Taking advantage of the growing obsession with celebrity culture and the outlets it spawned in the ’80s, Kingsley could demand a cover story in exchange for an interview, bar unwanted journalists from junkets and parties, pre-approve lists of questions, suggest to editors which writers or photographers be assigned to a particular story.

Perhaps because of her southern charm and impeccable manners, she mostly got away with it.

To the press, the heavy-handed orchestrations seemed expressly designed to reveal as little about the client as possible while extracting as much positive exposure as possible.

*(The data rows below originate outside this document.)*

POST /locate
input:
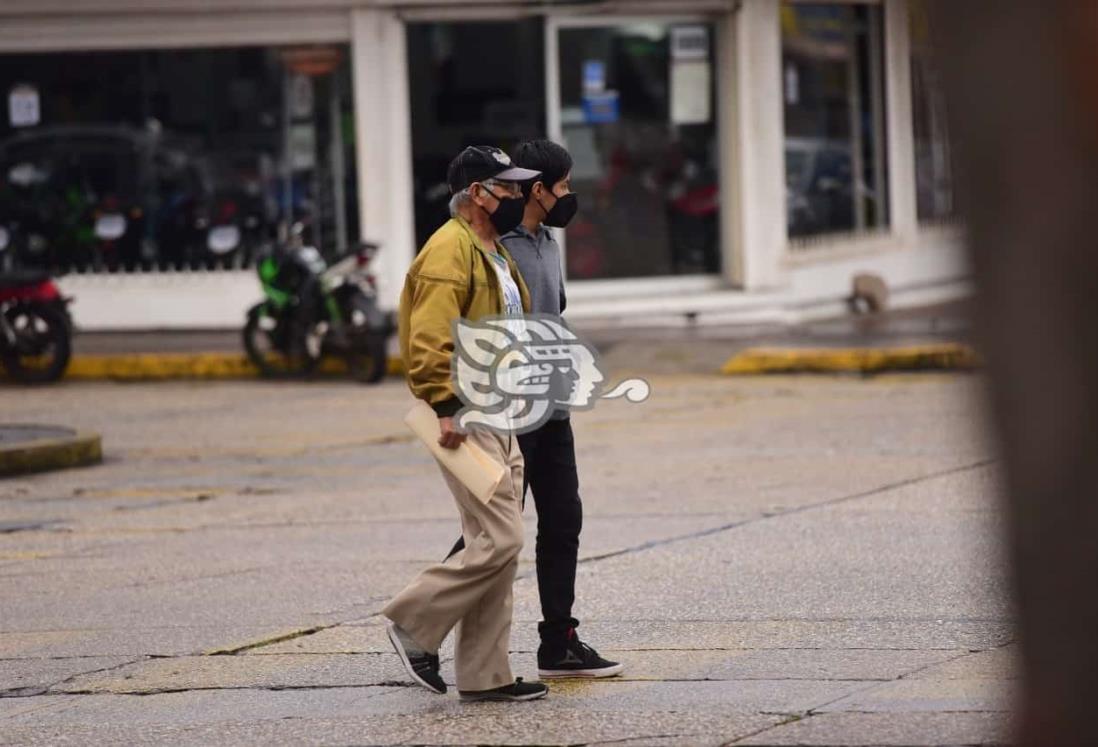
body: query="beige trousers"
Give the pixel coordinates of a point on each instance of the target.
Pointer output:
(472, 589)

Unprecedented consolidation in the PR world lent muscle to Kingsley’s approach. Nowadays almost all celeb access is in the hands of two firms: Baker/Winoker/Ryder and ad agency conglom Interpublic. The latter owns PMK/HBH, Rogers & Cowan and Bragman Nyman Cafarelli.

“Tom’s sis doesn’t have Pat’s secret weapons. She can’t nuke a media outlet’s access to other A-list celebs if a journalist doesn’t bathe Tom in honey, giggle at his worst jokes and fawn over his films,” suggests Tom O’Neil, senior editor at In Touch Weekly, one of the new breed of fanzines.

For Cruise in particular, Kingsley’s alternate man-handling and massaging of the media worked like a charm, his pretty face is recognizable around the world while his private persona — his sex life, his Scientology ties — remains private to all but his closest friends and associates.

(As for the bust-up: one rumor was Cruise and Kingsley clashed over just how vocal Cruise should be about his scientology beliefs, with the publicist taking the view he should cool it. Another suggests Cruise was unhappy with how his “Last Samurai” appearances came off. )

In any case a publicist’s balancing act with the press, and with clients, is tricky business.

Many of today’s top stars play or aspire to play multiple roles as business people, producers, directors, political activists, spearheaders of charities, spokespersons for this or that cosmetic cream or worthy cause. But to be perceived as cosseted and insulated from the public can actually work against those goals. And it alienates the press.

“Fifteen or 20 years ago, the Kingsley style was brash, new, audacious. But it did create some resentment and bad will. Clients come and go; the media stays the same,” says longtime media consultant Michael Levine.

Having worked as a publicist for Barbra Streisand, Michael Jackson, Demi Moore and Charlton Heston, Levine learned that “accommodation rather than outright antagonism” with the press paid off more often than not.

He also notes that Hollywood and the media have a long memory for arrogant or aloof behavior.

“When things are going well, and you’re on an up, you can get away with a lot. But it can a rough, bumpy ride down,” he says.

Not that Cruise is by any stretch on the way down. His last five movies collectively grossed a stunning $1.6 billion worldwide.

Still, it’s hard not to notice how well Cruise’s ex-wife Nicole Kidman has done now that she is out from behind his shadow. She’s the one with the two best actress noms, the Globes and an Oscar; and she seems to be everywhere, invariably accessible and articulate.

Says longtime publicist Julian Myers: “Most stars today really don’t want to be a breed apart, a star-star. They want to be perceived as having real lives, and they want to play different roles and wear different hats. Thus it behooves them not to turn people off.”

Cruise may have noticed all this and started wondering if he has the right people around him for the next phase of his career.

Only time will tell whether, sans Kingsley, he gets an image-enhancing makeover … or a rude awakening.